Edward Brooke Served in a Different Era of Senate Politics

The former Massachusetts senator, who died Saturday, exemplified a brand of liberal Republican politics that doesn't exist today.

Edward Brooke, the former Massachusetts Republican lawmaker who died yesterday at the age of 95, served in the Senate in a political environment much different from today.

A member of the Senate from 1967 to 1979, Brooke was a part of the Republican Party's liberal wing, which was geographically concentrated in the northeastern states. At that time, Democrats still held sway in the conservative South. Those days have faded as the two major parties have undergone regional as well as ideological changes.  

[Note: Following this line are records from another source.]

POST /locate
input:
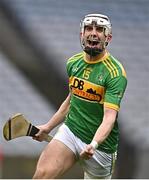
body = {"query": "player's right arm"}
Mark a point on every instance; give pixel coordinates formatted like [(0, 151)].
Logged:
[(56, 119)]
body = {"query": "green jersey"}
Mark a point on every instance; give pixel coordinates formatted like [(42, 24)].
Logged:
[(94, 85)]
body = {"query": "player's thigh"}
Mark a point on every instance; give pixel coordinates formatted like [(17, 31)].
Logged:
[(56, 156)]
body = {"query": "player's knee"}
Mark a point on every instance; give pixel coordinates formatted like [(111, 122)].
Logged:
[(40, 173), (48, 173)]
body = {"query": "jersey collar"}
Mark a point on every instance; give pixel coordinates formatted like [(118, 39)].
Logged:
[(96, 61)]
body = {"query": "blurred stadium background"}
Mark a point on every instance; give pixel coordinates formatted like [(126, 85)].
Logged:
[(36, 39)]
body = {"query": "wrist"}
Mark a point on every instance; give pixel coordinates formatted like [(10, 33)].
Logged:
[(94, 144)]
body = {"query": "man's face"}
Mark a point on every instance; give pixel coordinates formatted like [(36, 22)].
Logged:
[(94, 37)]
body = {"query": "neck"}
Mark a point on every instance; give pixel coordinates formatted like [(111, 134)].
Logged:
[(95, 58)]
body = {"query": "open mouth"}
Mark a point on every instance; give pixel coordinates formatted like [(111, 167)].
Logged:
[(93, 43)]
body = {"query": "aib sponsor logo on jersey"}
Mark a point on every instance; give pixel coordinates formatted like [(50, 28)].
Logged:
[(86, 90)]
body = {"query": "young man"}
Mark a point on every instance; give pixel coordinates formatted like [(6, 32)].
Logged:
[(89, 132)]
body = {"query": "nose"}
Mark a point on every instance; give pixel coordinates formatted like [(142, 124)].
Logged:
[(94, 32)]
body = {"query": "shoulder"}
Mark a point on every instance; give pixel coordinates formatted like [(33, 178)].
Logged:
[(75, 57), (115, 67)]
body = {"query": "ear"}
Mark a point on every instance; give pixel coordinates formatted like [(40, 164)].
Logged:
[(109, 38)]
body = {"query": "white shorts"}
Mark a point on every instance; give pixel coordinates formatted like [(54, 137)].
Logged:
[(101, 165)]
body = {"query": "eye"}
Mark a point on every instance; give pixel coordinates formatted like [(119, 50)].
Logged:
[(99, 28), (89, 28)]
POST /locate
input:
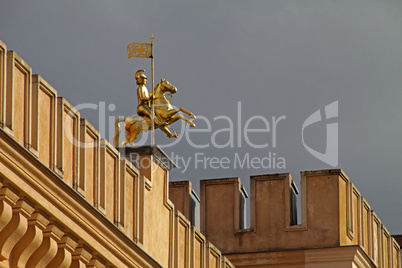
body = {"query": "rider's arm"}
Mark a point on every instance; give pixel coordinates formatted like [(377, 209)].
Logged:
[(142, 96)]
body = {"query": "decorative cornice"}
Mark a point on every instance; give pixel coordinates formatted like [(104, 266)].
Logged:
[(132, 154)]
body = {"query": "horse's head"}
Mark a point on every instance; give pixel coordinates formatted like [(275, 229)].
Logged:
[(166, 86)]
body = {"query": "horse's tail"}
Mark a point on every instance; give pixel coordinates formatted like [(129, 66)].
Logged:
[(117, 132)]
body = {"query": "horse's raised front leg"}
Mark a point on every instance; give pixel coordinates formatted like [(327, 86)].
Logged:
[(187, 112), (168, 133), (177, 117)]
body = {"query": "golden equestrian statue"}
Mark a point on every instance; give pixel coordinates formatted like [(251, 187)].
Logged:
[(164, 112)]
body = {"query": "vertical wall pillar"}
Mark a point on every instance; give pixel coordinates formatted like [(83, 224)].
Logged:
[(48, 249), (31, 241), (15, 229)]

Brooke racked up high marks for his Senate votes from left-of-center groups like Americans for Democratic Action and the League of Conservation Voters that would make him anathema to conservative activists. In 1976, near the end of his two terms, Brooke received a rating of 3 from the American Conservative Union—the same score as Ted Kennedy, the liberal Democratic icon and Brooke's home-state Senate colleague for a dozen years. It is doubtful that someone of Brooke's politics could win a Republican primary today.

Brooke's ideological allies in the Senate included moderate-to-liberal Republicans Jacob Javits of New York, Clifford Case of New Jersey, Lowell Weicker of Connecticut, and Chuck Mathias of Maryland. They were part of a "Wednesday Club" of moderate Republicans who talked policy over weekly lunches and also voted as a bloc, Brooke wrote in a 2007 memoir, "Bridging the Divide."

"When I arrived in the Senate, the moderate, so-called Rockefeller Republicans held the balance of power," Brooke wrote. "The Democrats were in the majority, but their southern members usually opposed civil rights and other progressive legislation. Often only by forging alliances with Republicans could the Democrats pass their progressive agenda. I was entirely comfortable reaching across the Senate aisle to work with Democrats."

You don't see big bipartisan alliances like that much anymore, as party-line voting by senators and voters has increased and outside political groups demand more ideological loyalty. Case in 1972, Mathias in 1980 and Weicker in 1982 were the most recent Republicans to win Senate elections in their states. Brooke, who left the Senate in 1979 after losing to Democrat Paul Tsongas, was the last Republican senator from Massachusetts until 2010, when Scott Brown won a special election. Brown was defeated by Democrat Elizabeth Warren in 2012. It's been more than two decades since a Massachusetts Republican served in the House.

Today, the parties are more homogeneous and elections are more nationalized. Conservatives align with the Republican Party and the liberals' home is the Democratic Party. There isn't much crossover: the least conservative Republican lawmaker in Congress is still probably to the right of the most conservative Democratic lawmaker. 

"The polarization of Congress; the decline of civility; and the rise of attack politics in the 1980s, the 1990s, and the early years of the new century are a blot on our political system and a disservice to the American people," Brooke wrote. "I do not see any signs of a return to civility, and I can only look back on my time in the Senate as a golden era that I pray will come again."

Brooke's death also calls attention to how few black senators have held a seat in the legislative body in the entirety of our nation's history. Just nine have served, five of whom were elected by the voters. Brooke in 1966 became the first black senator elected by popular vote. President Barack Obama, who was the third, said in a statement that Brooke "stood at the forefront of the battle for civil rights and economic fairness" and "sought to build consensus and understanding across partisan lines, always working towards practical solutions to our nation's challenges."

Cory Booker, a New Jersey Democrat, and Tim Scott, a South Carolina Republican, are the only black senators serving today.

"My fervent expectation is that sooner rather than later, the United States Senate will more closely reflect the rich diversity of this great country," Brooke wrote.